Rechtbank Zeeland-West-Brabant

Datum uitspraak
14 juni 2023
Publicatiedatum
13 juli 2023
Zaaknummer
10370561 CV EXPL 23-607
Instantie
Rechtbank Zeeland-West-Brabant
Type
Uitspraak
Procedures
  • Bodemzaak
Rechters
  • Kool
Vindplaatsen
  • Rechtspraak.nl
AI samenvatting door LexboostAutomatisch gegenereerd

Ontbinding huurovereenkomst en ontruiming bedrijfsruimte wegens huurachterstand

In deze zaak heeft de kantonrechter van de Rechtbank Zeeland-West-Brabant op 14 juni 2023 uitspraak gedaan in een geschil tussen [eiser01] en [gedaagde01] over een huurovereenkomst voor een bedrijfsruimte.
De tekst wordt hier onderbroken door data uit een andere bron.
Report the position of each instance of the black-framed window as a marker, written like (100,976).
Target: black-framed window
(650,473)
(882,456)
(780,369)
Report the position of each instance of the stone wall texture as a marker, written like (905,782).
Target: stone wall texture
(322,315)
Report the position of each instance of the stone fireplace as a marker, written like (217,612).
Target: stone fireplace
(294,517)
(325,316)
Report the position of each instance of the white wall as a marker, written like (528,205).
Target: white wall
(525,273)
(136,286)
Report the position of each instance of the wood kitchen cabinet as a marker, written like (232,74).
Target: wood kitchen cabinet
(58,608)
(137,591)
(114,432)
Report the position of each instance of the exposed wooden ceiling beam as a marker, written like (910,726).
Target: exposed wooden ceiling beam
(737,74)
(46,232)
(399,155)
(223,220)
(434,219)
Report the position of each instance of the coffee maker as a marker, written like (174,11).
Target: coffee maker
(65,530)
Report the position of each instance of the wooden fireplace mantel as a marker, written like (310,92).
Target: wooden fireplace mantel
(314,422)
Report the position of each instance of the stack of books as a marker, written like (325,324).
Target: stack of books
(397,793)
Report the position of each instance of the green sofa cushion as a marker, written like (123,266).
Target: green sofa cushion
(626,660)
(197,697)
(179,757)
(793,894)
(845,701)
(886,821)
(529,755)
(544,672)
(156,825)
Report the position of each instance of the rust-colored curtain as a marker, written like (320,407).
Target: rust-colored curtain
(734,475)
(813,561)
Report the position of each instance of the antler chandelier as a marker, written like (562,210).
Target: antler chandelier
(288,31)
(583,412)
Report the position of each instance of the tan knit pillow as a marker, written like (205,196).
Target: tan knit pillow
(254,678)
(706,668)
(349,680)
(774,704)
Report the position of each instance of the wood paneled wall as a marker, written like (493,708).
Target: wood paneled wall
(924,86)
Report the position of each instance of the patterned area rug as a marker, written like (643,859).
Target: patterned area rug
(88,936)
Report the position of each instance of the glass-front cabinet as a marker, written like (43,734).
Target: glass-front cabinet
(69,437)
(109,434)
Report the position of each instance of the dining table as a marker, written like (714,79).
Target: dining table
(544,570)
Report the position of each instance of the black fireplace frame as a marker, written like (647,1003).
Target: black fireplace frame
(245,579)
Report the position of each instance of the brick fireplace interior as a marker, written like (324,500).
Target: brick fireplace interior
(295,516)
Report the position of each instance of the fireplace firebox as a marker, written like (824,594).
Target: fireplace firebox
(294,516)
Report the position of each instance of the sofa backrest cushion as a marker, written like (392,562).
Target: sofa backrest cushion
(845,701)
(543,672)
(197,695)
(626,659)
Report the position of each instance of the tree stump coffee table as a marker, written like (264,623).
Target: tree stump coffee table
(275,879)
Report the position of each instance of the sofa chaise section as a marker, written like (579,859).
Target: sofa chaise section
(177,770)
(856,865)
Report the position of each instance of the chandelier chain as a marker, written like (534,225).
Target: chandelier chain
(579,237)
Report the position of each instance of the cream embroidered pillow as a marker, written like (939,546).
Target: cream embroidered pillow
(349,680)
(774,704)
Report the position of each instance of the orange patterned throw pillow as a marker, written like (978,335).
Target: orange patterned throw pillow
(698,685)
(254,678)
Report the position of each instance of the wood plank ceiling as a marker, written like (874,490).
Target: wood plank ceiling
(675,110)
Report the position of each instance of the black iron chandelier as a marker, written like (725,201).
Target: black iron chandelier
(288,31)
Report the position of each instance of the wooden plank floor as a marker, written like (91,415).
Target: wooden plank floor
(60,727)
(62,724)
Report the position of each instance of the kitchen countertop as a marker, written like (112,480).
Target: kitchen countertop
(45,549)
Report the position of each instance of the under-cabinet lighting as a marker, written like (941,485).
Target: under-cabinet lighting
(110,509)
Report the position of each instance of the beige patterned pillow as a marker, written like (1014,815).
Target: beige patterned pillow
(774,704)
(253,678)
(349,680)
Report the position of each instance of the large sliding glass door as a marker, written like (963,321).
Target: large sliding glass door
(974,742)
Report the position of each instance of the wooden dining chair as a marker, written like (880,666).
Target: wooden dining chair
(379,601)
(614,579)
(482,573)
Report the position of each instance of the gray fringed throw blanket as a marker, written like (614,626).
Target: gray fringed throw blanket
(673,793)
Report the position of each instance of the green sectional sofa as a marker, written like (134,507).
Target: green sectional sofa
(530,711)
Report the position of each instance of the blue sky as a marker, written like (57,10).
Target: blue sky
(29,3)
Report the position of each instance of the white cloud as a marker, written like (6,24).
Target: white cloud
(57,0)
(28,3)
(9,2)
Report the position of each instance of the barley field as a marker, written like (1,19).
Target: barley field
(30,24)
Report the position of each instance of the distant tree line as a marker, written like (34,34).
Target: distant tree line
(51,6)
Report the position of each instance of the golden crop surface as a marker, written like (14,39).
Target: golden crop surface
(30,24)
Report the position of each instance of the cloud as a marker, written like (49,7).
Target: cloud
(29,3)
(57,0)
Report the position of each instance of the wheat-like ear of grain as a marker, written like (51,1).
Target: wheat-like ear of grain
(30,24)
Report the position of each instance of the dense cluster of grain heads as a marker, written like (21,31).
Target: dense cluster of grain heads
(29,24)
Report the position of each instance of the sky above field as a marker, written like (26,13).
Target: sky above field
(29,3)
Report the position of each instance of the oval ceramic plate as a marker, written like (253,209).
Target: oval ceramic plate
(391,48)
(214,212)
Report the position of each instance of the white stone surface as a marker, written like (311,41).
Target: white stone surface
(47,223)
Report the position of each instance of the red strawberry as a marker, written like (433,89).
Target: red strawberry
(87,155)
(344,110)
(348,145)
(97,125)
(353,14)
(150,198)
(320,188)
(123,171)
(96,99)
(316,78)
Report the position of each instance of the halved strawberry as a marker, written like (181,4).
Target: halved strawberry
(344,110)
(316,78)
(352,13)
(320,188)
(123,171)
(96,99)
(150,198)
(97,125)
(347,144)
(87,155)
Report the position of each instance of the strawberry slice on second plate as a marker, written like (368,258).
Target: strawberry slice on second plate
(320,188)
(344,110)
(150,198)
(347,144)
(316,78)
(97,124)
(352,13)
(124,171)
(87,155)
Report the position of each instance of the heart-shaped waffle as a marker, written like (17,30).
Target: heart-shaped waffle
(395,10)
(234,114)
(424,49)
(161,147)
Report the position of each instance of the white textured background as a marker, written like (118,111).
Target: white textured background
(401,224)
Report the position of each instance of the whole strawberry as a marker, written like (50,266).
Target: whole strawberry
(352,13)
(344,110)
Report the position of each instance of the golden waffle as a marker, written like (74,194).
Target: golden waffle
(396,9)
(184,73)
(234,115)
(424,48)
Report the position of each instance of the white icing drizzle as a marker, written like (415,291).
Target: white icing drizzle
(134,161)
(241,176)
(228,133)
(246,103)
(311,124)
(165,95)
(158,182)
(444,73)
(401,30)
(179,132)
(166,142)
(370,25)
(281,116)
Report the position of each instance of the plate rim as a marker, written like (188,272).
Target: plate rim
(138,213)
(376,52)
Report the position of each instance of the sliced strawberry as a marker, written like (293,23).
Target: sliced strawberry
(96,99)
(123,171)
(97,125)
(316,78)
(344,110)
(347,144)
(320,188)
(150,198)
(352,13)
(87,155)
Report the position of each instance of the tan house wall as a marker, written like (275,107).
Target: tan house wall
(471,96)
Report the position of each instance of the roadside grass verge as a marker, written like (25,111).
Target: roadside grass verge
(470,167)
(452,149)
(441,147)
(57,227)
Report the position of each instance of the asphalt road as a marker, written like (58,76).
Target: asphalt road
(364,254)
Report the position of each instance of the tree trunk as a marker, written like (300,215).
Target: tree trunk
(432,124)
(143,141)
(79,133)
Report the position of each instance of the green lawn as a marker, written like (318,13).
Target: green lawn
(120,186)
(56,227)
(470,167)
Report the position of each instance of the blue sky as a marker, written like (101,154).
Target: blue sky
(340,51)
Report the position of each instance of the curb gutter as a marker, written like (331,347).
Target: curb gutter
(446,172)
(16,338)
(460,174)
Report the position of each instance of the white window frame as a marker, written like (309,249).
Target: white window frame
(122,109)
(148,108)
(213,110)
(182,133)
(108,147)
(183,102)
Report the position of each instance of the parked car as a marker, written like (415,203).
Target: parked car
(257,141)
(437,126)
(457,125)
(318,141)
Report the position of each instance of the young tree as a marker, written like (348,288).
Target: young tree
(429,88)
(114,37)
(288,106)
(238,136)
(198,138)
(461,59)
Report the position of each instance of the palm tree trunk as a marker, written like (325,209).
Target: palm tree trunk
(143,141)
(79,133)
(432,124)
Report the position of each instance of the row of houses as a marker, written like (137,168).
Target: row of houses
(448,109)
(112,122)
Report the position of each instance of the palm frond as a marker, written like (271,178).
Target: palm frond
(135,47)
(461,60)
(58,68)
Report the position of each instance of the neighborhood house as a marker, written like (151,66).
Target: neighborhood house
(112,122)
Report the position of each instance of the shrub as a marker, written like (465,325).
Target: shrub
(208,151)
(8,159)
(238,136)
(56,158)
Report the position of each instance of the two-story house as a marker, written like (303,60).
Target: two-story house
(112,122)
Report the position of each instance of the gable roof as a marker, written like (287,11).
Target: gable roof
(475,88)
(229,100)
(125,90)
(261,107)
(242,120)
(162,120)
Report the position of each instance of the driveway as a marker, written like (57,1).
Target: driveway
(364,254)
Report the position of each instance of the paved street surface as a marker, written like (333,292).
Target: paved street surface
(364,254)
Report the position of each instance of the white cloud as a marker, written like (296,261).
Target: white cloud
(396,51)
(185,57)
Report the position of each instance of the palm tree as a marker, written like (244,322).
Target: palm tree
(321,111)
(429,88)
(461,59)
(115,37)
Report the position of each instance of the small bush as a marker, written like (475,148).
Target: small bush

De huurovereenkomst, die op 23 januari 2021 werd gesloten, kende een ingangsdatum van 1 april 2021. [gedaagde01] heeft een huurachterstand opgebouwd van meer dan drie maanden, ondanks meerdere aanmaningen tot betaling. [eiser01] vorderde ontbinding van de huurovereenkomst en ontruiming van het gehuurde pand, alsook betaling van de huurachterstand en bijkomende kosten.

De kantonrechter heeft vastgesteld dat [gedaagde01] tekort is geschoten in de nakoming van zijn betalingsverplichtingen. Het verweer van [gedaagde01] dat hij in detentie zit en daarom niet kan betalen, werd verworpen. De kantonrechter oordeelde dat de huurachterstand, die meer dan drie maanden bedraagt, voldoende grond biedt voor ontbinding van de huurovereenkomst en ontruiming van het pand. De kantonrechter heeft de ontruimingstermijn vastgesteld op veertien dagen na betekening van het vonnis.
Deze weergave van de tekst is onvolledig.